Siamo al punto in cui nella mia testa si è insinuato un dubbio, le granitiche certezze della mia giovinezza non erano poi così granitiche. Dall’altra parte, la bilancia dei pro e contro della procreazione segna una netta pendenza a sfavore.
Il passo successivo è stato, come da migliore tradizione, un passo mistico: ho fatto un sogno. Ho sognato una ragazza alta con una crocchia da befana e mi sono svegliata sapendo che quella era mia figlia. (l’avevo detto che questo passaggio era mistico!)
Lì è nato un desiderio e chissà come, nello stesso momento, mio marito ha fatto lo stesso passo: a noi i figli non sono capitati, li abbiamo proprio desiderati. Come nascono i desideri? Perché nascono nello stesso momento in due persone distinte? Gran bella domanda, destinata a restare senza risposta.

Poi è arrivata la gravidanza del mio primo figlio, una gravidanza molto meditata e anche molto attesa, e un episodio mi permette di aggiungere un altro pezzetto. In Olanda le indagini prenatali sono ridotte al minimo e io, in quando ragionevolmente giovane e in salute non ho sentito la necessità di chiedere di più. Poco prima delle 20 settimane di gestazione ho fatto l’ecografia morfologica, durante la quale il feto viene controllato praticante in tutto quello che è visibile. Nostro figlio era davvero figlio di un’analista e di un ingegnere: perfettamente in media.

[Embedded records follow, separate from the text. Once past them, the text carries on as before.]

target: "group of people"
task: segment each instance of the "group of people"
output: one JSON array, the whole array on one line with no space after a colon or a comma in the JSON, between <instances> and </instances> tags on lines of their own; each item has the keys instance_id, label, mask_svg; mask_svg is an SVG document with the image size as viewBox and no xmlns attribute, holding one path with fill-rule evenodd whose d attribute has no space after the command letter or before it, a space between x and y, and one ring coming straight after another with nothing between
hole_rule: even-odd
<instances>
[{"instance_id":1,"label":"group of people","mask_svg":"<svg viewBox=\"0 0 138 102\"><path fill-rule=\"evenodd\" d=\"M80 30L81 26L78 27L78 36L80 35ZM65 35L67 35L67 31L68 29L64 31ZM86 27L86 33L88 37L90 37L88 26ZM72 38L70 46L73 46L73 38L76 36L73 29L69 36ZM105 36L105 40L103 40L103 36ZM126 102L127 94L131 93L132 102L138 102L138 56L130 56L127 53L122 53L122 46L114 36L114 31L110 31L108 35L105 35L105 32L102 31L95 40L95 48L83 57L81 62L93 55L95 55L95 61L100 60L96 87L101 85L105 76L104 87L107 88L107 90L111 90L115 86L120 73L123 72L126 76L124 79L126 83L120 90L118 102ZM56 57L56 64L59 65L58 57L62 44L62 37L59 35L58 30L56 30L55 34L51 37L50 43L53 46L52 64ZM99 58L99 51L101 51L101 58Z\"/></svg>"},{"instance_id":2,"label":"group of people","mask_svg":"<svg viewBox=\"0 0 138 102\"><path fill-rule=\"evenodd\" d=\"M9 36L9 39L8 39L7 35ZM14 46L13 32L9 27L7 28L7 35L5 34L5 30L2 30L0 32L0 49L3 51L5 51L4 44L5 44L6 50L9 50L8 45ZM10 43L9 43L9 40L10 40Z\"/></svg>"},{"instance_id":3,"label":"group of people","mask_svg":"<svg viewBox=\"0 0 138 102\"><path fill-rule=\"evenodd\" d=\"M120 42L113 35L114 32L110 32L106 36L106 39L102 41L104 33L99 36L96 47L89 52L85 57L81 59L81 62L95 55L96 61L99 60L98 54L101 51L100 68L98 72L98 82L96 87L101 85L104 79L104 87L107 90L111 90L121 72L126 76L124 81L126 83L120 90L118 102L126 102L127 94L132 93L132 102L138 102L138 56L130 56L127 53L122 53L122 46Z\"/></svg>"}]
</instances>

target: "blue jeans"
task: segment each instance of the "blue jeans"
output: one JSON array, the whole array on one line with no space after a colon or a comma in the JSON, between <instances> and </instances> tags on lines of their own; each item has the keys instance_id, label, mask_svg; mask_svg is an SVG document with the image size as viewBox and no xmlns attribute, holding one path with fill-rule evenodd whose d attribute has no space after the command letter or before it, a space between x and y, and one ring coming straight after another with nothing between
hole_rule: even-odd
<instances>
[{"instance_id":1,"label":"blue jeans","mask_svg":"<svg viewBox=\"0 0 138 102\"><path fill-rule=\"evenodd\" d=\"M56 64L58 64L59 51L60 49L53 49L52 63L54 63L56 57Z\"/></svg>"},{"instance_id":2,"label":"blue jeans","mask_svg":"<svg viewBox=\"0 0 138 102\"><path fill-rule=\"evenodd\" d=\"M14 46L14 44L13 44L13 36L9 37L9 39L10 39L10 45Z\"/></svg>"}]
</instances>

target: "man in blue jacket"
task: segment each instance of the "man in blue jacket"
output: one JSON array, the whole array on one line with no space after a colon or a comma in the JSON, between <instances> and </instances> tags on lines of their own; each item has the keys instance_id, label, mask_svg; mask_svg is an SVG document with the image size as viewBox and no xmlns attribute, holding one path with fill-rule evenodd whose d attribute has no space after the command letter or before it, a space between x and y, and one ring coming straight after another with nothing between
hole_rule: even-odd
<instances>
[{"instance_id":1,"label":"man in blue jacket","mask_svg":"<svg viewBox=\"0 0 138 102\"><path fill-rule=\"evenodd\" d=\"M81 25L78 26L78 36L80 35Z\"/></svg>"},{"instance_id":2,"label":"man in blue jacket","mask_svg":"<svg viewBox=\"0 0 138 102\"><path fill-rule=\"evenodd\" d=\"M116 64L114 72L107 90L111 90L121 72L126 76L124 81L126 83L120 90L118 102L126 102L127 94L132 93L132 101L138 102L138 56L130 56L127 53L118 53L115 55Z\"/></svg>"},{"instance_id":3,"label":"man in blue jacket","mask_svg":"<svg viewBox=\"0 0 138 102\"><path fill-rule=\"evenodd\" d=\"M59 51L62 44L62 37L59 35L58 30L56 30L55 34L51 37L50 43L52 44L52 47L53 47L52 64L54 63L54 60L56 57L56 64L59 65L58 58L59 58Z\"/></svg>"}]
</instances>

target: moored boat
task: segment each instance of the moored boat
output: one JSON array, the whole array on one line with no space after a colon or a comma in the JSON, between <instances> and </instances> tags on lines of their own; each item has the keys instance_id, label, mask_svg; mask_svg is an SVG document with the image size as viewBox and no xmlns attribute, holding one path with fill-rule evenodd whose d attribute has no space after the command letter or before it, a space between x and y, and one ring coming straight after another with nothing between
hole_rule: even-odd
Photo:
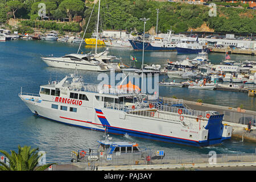
<instances>
[{"instance_id":1,"label":"moored boat","mask_svg":"<svg viewBox=\"0 0 256 182\"><path fill-rule=\"evenodd\" d=\"M125 86L86 84L71 75L40 86L39 94L19 96L36 115L87 129L197 147L231 137L223 114L187 108L182 100L149 100L137 86Z\"/></svg>"}]
</instances>

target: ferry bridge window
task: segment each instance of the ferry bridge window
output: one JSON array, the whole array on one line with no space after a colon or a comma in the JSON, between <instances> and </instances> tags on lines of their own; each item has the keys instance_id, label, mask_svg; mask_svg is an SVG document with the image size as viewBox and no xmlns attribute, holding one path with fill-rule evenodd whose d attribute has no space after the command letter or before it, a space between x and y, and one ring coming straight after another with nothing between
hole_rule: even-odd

Il mio ginecologo commentò l’esito dicendo: “Lei è molto fortunata: non sa quante volte a questo punto ho delle brutte notizie da dare”. Ho covato per qualche giorno un tumulto di pensieri e alla fine ne ho cavato qualcosa che vorrei fosse letto in chiave assolutamente laica, perché è così che esce dalla mia testa: forse avere un figlio è anche un atto di speranza. Speri che vada tutto bene, che tuo figlio nasca sano, che la vita che avrà sia felice, che il mondo che lo accoglierà sia un mondo libero, tollerante, solidale. Ecco, forse avere un figlio è un atto di speranza e uno stimolo ad agire perché il mondo che lo accoglierà sia come vorremmo che fosse.

I nostri figli adesso sono piccoli, io e mio marito lavoriamo entrambi, le nostre vite non si svolgono esclusivamente intorno ai nostri figli, ma i nostri figli ne sono certamente il centro. E io faccio parte di quel gruppo di donne felici che dei figli godono la gioia che portano con sé, senza ignorarne (né esasperarne!) la fatica: come tutte le cose dalla vita, quelle che ti fanno molto contento sono anche quelle che richiedono un grande impegno. Queste due condizioni coesistono e non possono che essere considerate un tutt’uno.

Alla fin fine, Livia, credo che tu non abbia trovato nessuno che ti
desse una risposta esauriente perché una risposta non c’è: nasce il desiderio di un figlio perché sì o non nasce perché no. Altro non credo si possa dire.